Using this identity pool, a GitHub action in any probcomp website can modify the `gen-website-private` bucket without restriction.
To enable App Engine to create signed blobs (time-limited links to files in the private bucket), I added the required permission via the following command (using the console UI didn't work, [this](https://stackoverflow.com/a/76493825) helped):
```
gcloud projects add-iam-policy-binding probcomp-caliban --member=serviceAccount:probcomp-caliban@appspot.gserviceaccount.com --role='roles/iam.serviceAccountTokenCreator'
```
### SSL / Custom Domains
To publish to `www.gen.dev`, set `SUBDOMAIN` to `www`. To publish to a `PARENT_DOMAIN` other than `gen.dev`, an additional custom domain must be added via App Engine in Google Cloud.
[These instructions](https://gist.github.com/patmigliaccio/d559035e1aa7808705f689b20d7b3fd3) were essential to enabling SSL for a wildcard
subdomain on App Engine. I created an origin certificate in Cloudflare, appended the [Cloudflare Origin CA root certificate (ECC PEM)](https://developers.cloudflare.com/ssl/origin-configuration/origin-ca#cloudflare-origin-ca-root-certificate) to the PEM file, and converted the private key to RSA using the following command ([note](https://gist.github.com/patmigliaccio/d559035e1aa7808705f689b20d7b3fd3?permalink_comment_id=4421351#gistcomment-4421351) the `-traditional` flag):
```sh
openssl rsa -in domain.com-YYYY-MM-dd.key -out domain.com-RSA-YYYY-MM-dd.key -traditional
```
The certificate was free and expires in 15 years; it's only useful for use between Cloudflare and App Engine. (If we would switch DNS providers we would need another wildcard subdomain SSL solution.)
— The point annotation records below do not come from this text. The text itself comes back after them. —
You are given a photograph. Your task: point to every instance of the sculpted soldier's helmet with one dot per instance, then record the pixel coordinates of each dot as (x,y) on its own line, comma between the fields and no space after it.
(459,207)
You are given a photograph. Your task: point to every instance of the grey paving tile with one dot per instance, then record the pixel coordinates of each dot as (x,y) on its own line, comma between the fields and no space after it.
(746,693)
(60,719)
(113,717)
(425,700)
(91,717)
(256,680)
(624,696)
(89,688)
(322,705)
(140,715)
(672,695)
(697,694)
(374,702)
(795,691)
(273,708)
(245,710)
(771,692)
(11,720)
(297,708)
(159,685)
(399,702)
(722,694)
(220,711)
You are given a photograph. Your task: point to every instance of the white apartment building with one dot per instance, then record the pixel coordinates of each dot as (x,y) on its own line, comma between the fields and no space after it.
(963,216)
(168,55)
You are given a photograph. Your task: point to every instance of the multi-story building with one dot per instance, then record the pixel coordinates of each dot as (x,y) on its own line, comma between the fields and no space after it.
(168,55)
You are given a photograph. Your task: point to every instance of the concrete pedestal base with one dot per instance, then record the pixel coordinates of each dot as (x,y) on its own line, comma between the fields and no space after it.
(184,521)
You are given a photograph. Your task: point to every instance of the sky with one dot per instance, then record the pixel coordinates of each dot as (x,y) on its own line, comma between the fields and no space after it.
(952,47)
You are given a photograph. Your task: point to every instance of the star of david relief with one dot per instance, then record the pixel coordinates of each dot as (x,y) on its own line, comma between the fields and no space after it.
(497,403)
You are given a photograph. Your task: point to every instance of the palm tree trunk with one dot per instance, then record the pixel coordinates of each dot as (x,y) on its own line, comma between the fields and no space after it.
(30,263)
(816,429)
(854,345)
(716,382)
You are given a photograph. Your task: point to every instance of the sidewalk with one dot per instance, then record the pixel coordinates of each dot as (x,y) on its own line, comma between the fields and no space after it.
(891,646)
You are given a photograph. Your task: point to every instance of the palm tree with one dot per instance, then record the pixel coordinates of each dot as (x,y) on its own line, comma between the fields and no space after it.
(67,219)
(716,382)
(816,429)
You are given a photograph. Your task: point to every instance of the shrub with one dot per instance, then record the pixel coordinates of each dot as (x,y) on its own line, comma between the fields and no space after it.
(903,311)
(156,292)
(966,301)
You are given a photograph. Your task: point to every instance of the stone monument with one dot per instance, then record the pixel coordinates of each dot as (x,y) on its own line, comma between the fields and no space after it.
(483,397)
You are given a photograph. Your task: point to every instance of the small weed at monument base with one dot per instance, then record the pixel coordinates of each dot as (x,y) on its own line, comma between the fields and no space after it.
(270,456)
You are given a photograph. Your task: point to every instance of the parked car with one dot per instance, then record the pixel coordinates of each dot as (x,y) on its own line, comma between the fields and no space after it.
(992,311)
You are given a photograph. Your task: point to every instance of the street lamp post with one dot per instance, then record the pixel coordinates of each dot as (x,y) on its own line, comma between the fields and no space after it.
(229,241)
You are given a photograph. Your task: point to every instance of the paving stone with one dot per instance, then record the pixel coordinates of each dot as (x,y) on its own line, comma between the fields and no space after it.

### Accessing Files from Other Buckets
This server now supports accessing files from any Google Cloud Storage bucket that grants read access to the `gen-website-private-admin@probcomp-caliban.iam.gserviceaccount.com` service account. You can access these files using the following URL pattern:
```
https://probcomp-caliban.uc.r.appspot.com/bucket//
```
Note that we currently use signed urls for bucket redirects, which do not respect the CORS policy of the bucket.
### CORS
As buckets are private, we redirect using time-limited signed urls, which do not follow the CORS policy of the bucket. ~CORS support is handled by `cors-config.json` which was added to the bucket via `gsutil cors set cors-config.json gs://gen-website-private` ([details](https://stackoverflow.com/questions/45273514/google-cloud-storage-gcs-cors-wildcard))~
## Developer notes
### Cloudflare Worker
A cloudflare worker (`./private-website-cache/src/worker.js`) sits in front of `*.gen.dev` to apply caching policies, which are otherwise ignored/overwritten by IAP (Identity Aware Proxy). These can be modified by:
- editing `worker.js`
- making sure you have access to our Cloudflare group
- `npx wrangler login` and `npx deploy` from within the `private-website-cache` directory
### Caching Policies
The Cloudflare worker implements three tiers of caching:
1. HTML files:
- Private cache (per-user)
- 60 second max age
- 30 second stale-while-revalidate window
2. Static assets (default):
- Public cache
- 24 hour max age
- 1 hour stale-while-revalidate window
3. Large binary files (.wasm, .data):
- Public cache
- 1 year max age
- Immutable (no revalidation)
- Uses Cloudflare Cache API for improved performance
The worker strips standard caching headers from the origin and applies these policies consistently. It also preserves ETags and Last-Modified dates when available, and sets Vary: Accept-Encoding for proper handling of compressed content.